Synopses & Reviews
To better understand the impact of social movements in recent years, this analysis distinguishes strategies of social change into two parts: organizing, which is characteristic of the 1960s movement in the United States, and accompaniment, which was articulated by Archbishop Óscar Romero of El Salvador. Both are valuable tools for understanding and promoting social movements; in accompaniment, the promoter of social change and his or her oppressed colleague view themselves as two experts, each bringing indispensable experience to a shared project. Together, as equals, they seek to create what the Zapatistas call “another world.” The author applies the distinction between accompaniment and organizing to five social movements in which he has taken part: the labor and civil rights movements, the antiwar movement, prisoner insurgencies, and the movement sparked by Occupy Wall Street. Also included are the experiences of the authors wife Alice Lynd, a partner in these efforts, who has been a draft counselor and advocate for prisoners in maximum-security confinement.

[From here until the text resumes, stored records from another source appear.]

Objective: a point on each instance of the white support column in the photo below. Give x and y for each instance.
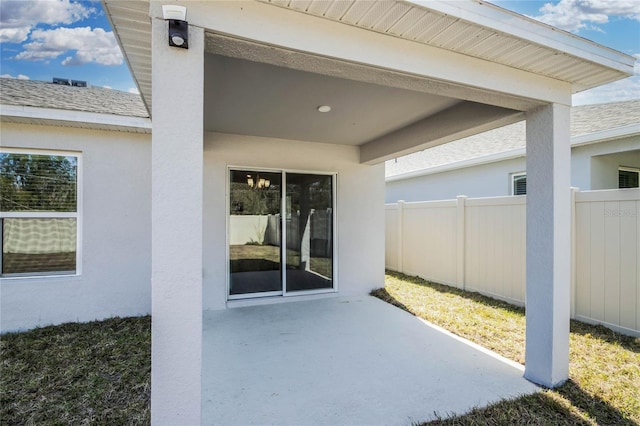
(548, 245)
(460, 241)
(400, 236)
(176, 228)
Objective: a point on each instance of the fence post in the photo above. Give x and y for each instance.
(574, 286)
(460, 241)
(400, 234)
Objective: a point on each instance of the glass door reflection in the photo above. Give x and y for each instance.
(309, 231)
(255, 200)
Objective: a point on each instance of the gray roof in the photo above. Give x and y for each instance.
(585, 119)
(43, 94)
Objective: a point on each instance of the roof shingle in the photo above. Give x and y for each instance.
(43, 94)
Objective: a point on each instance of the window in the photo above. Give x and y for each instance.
(628, 177)
(519, 183)
(39, 213)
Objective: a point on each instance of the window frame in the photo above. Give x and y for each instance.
(77, 215)
(513, 182)
(628, 169)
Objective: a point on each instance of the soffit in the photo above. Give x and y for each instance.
(471, 28)
(481, 30)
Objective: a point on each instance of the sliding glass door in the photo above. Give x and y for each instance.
(280, 233)
(255, 200)
(309, 217)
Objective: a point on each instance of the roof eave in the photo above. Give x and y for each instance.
(68, 118)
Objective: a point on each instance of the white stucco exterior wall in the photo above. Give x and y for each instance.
(116, 232)
(359, 206)
(593, 166)
(605, 160)
(485, 180)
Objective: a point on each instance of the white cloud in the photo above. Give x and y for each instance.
(574, 15)
(19, 76)
(621, 90)
(18, 18)
(90, 45)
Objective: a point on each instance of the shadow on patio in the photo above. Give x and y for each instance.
(342, 361)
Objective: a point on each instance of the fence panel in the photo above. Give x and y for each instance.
(495, 247)
(429, 240)
(607, 268)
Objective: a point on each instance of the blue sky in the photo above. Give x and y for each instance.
(42, 39)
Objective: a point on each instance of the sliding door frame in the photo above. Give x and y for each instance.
(283, 236)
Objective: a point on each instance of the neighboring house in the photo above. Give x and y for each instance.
(278, 119)
(605, 154)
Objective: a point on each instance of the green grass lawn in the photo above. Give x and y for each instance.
(99, 372)
(95, 373)
(604, 384)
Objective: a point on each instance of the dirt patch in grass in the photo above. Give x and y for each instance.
(91, 373)
(604, 369)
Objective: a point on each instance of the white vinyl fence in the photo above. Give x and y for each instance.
(479, 245)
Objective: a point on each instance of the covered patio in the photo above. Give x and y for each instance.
(342, 360)
(332, 90)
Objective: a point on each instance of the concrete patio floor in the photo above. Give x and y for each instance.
(342, 361)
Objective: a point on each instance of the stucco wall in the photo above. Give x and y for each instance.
(359, 206)
(486, 180)
(116, 240)
(593, 166)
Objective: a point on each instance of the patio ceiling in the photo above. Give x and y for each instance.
(471, 28)
(252, 98)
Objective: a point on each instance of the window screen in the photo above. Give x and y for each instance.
(38, 213)
(519, 184)
(628, 177)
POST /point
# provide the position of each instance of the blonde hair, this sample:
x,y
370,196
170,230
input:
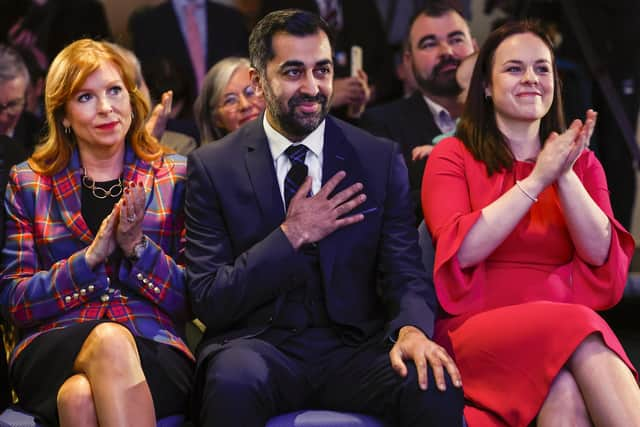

"Lynd's poignant memoir of a life devoted to social justice is also a chronicle of the major social movements of the second half of the 20th century. He describes the slow process of coming to understand that real change cannot be imposed by organizers from the outside without committed people within each community. Lynd (Lucasville)tells of workers such as his friend, Ed, who reminds him that 'the union's in the people.' While working in the Civil Rights Movement, he admired how members of the Student Nonviolent Coordinating Committee practiced 'accompaniment': living with and respecting the people they served. His chapter concerning the war in Vietnam leads to the example of El Salvadoran bishop Oscar Romero and the growth of his Liberation Theology, a Catholic movement promoting equality for the poor and indigenous. Despite resistance to his teaching, violence, and the murder of priests, Romero was made an archbishop in 1977, only to be assassinated in 1980. Lynd regards Romero's life as one of the best examples of accompaniment. Recently, Lynd and his wife, Alice, equally involved in this work, have been 'accompanying' prisoners at a nearby penitentiary. Lynd closes with an account of the Occupy movement as a hopeful sign of equality and solidarity for a better world. (Feb.)" Publishers Weekly Copyright PWxyz, LLC. All rights reserved.
About the Author
Staughton Lynd taught American history at Spelman College and Yale University. He was director of Freedom Schools in the 1964 Mississippi Freedom Summer. An early leader of the movement against the Vietnam War, he was blacklisted and unable to continue as an academic. He then became a lawyer, and in this capacity has assisted rank-and-file workers and prisoners for the past thirty years. He is the author or coauthor of From Here to There, Labor Law for the Rank & Filer, Lucasville, Solidarity Unionism at Starbucks, and Wobblies & Zapatistas. He lives in Youngstown, Ohio.